Jordan Cohen
Over the last 48 hours, national news outlets have begun reporting that Ukrainian militias used U.S.-made armored vehicles (albeit unconfirmed by the U.S. government) in an attack over the Russian border and that Ukraine’s security services conducted a drone attack against the Kremlin earlier this month. It is important to note that despite Washington’s support for Ukraine, the United States was not involved in either attack. This recent escalation – with U.S. weapons systems in one case – is disappointing but not surprising.
Since the start of the conflict, I have written eight different editorials addressing loose weapons in Ukraine. This weapons dispersion happens for a few reasons. First, there is a history of weapons dispersion in Ukraine. According to the 2021 Global Organized Crime Index, Ukraine has one of the largest illegally trafficked arms markets in Europe, especially when it comes to small arms and ammunition. About 300,000 small arms and light weapons were reported lost or stolen between 2013 and 2015. Of these, only slightly more than 13 percent are recovered, while the vast majority remains in circulation on the black market.
All of this was already a problem before the conflict. The invasion exacerbated these issues as the country was flooded with a sudden influx of millions of arms and ammunition and an increasing number of civilians received military training and weapons. As Rep. Sara Jacobs (D‑CA) noted at a 2022 Cato policy forum on the risk of weapons trafficking in Ukraine, the United States does not “have the capacity to do the end‐use monitoring we were doing before” because monitoring changes when you begin to “arm an insurgency.”

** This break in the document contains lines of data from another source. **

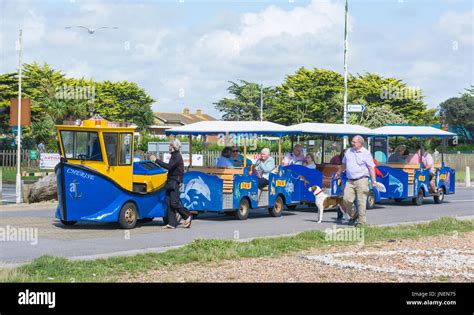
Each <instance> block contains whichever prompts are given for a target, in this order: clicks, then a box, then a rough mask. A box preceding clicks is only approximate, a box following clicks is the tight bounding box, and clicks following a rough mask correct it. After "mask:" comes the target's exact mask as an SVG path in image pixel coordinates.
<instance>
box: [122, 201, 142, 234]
mask: <svg viewBox="0 0 474 315" xmlns="http://www.w3.org/2000/svg"><path fill="white" fill-rule="evenodd" d="M137 221H138V215H137V207H136V206H135V204H134V203H133V202H127V203H126V204H124V205H123V207H122V210H120V215H119V224H120V227H121V228H122V229H133V228H134V227H135V225H136V224H137Z"/></svg>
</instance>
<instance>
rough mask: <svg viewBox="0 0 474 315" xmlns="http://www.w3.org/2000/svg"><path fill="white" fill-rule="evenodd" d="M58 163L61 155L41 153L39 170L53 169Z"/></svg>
mask: <svg viewBox="0 0 474 315" xmlns="http://www.w3.org/2000/svg"><path fill="white" fill-rule="evenodd" d="M60 161H61V155H59V154H58V153H41V154H40V169H54V167H55V166H56V165H57V164H58V163H59V162H60Z"/></svg>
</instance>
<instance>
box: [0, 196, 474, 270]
mask: <svg viewBox="0 0 474 315" xmlns="http://www.w3.org/2000/svg"><path fill="white" fill-rule="evenodd" d="M54 208H55V205H54V204H46V205H39V206H38V205H36V206H34V205H29V206H23V207H21V208H18V207H17V206H1V207H0V221H1V223H0V230H2V229H3V231H4V232H10V233H13V232H12V231H13V230H14V229H16V231H19V229H18V228H26V229H30V231H37V233H38V234H37V238H35V237H34V232H32V234H31V236H30V238H29V239H28V240H22V241H19V240H17V241H14V240H12V238H7V239H5V240H2V241H0V265H3V266H12V265H16V264H20V263H24V262H28V261H30V260H32V259H34V258H36V257H39V256H41V255H55V256H63V257H69V258H72V259H90V258H96V257H106V256H112V255H130V254H135V253H141V252H150V251H162V250H165V249H167V248H170V247H173V246H180V245H183V244H187V243H189V242H191V241H192V240H193V239H196V238H219V239H248V238H253V237H262V236H275V235H283V234H292V233H297V232H302V231H305V230H314V229H319V230H324V229H326V228H332V227H333V226H334V221H335V218H336V213H335V212H334V211H328V212H326V213H325V216H324V219H323V222H322V223H321V224H318V223H316V220H317V214H316V213H315V209H313V208H308V207H306V206H301V207H299V208H297V209H296V210H295V211H285V212H284V213H283V215H282V216H281V217H279V218H273V217H269V216H268V214H267V211H266V210H265V209H259V210H254V211H253V212H251V214H250V216H249V218H248V220H246V221H238V220H236V219H233V218H232V217H227V216H224V215H212V214H204V215H201V216H200V217H199V218H198V219H196V220H194V221H193V225H192V228H191V229H184V228H178V229H176V230H163V229H162V228H161V226H162V225H163V223H162V221H161V219H155V220H154V221H153V222H150V223H147V224H143V225H139V226H138V227H137V228H135V229H133V230H121V229H119V228H118V227H117V225H115V224H80V223H79V224H77V225H75V226H71V227H66V226H63V225H62V224H61V223H59V222H58V221H57V220H56V219H55V218H54ZM473 215H474V188H458V189H457V193H456V194H455V195H448V196H446V200H445V203H443V204H441V205H438V204H435V203H434V202H433V200H432V198H426V199H425V204H424V205H423V206H420V207H417V206H413V205H412V204H411V201H408V200H407V201H406V202H404V203H402V204H396V203H394V202H392V201H390V200H385V201H383V202H382V203H381V204H380V205H377V207H376V208H375V209H372V210H369V211H368V213H367V219H368V223H369V224H397V223H407V222H418V221H427V220H433V219H437V218H440V217H443V216H454V217H465V216H473Z"/></svg>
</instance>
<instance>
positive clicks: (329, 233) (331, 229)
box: [324, 225, 365, 245]
mask: <svg viewBox="0 0 474 315" xmlns="http://www.w3.org/2000/svg"><path fill="white" fill-rule="evenodd" d="M324 233H325V234H326V235H325V240H326V241H327V242H357V244H359V245H364V242H365V230H364V229H363V228H353V229H347V228H346V229H341V228H338V227H337V225H333V226H332V228H328V229H325V230H324Z"/></svg>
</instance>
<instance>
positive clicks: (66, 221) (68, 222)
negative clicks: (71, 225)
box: [61, 220, 77, 226]
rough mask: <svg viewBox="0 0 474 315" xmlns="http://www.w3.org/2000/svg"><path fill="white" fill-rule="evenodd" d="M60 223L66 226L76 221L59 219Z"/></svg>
mask: <svg viewBox="0 0 474 315" xmlns="http://www.w3.org/2000/svg"><path fill="white" fill-rule="evenodd" d="M61 223H62V224H64V225H67V226H71V225H74V224H76V223H77V221H64V220H61Z"/></svg>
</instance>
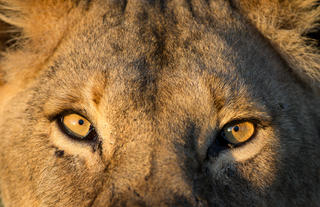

This sort of weapons dispersion is not surprising, nor are its effects. Loose U.S. weapons threaten to entangle the United States in a conflict with another nuclear power by unintentionally increasing escalation against Russia, while also risking further destabilization within Ukraine if a disagreement breaks out between different armed groups or in any post‐conflict situation.
The world has seen weapons dispersion of U.S. arms cause similar damage twice over the last two years. First, in Afghanistan, where the Taliban have used U.S. weapons left behind to arm themselves and generate profits. Second, in Yemen, when U.S. weapons sales to Saudi Arabia turned the United States into an unwitting participant in the conflict.
Nonetheless, while the damage done in Afghanistan and Yemen is severe, they pale in comparison to what could happen in Ukraine. Dispersion in Ukraine risks great power war and destabilization in Eastern Europe. Regrettably, there is little that the United States can do now to prevent this from continuing to happen.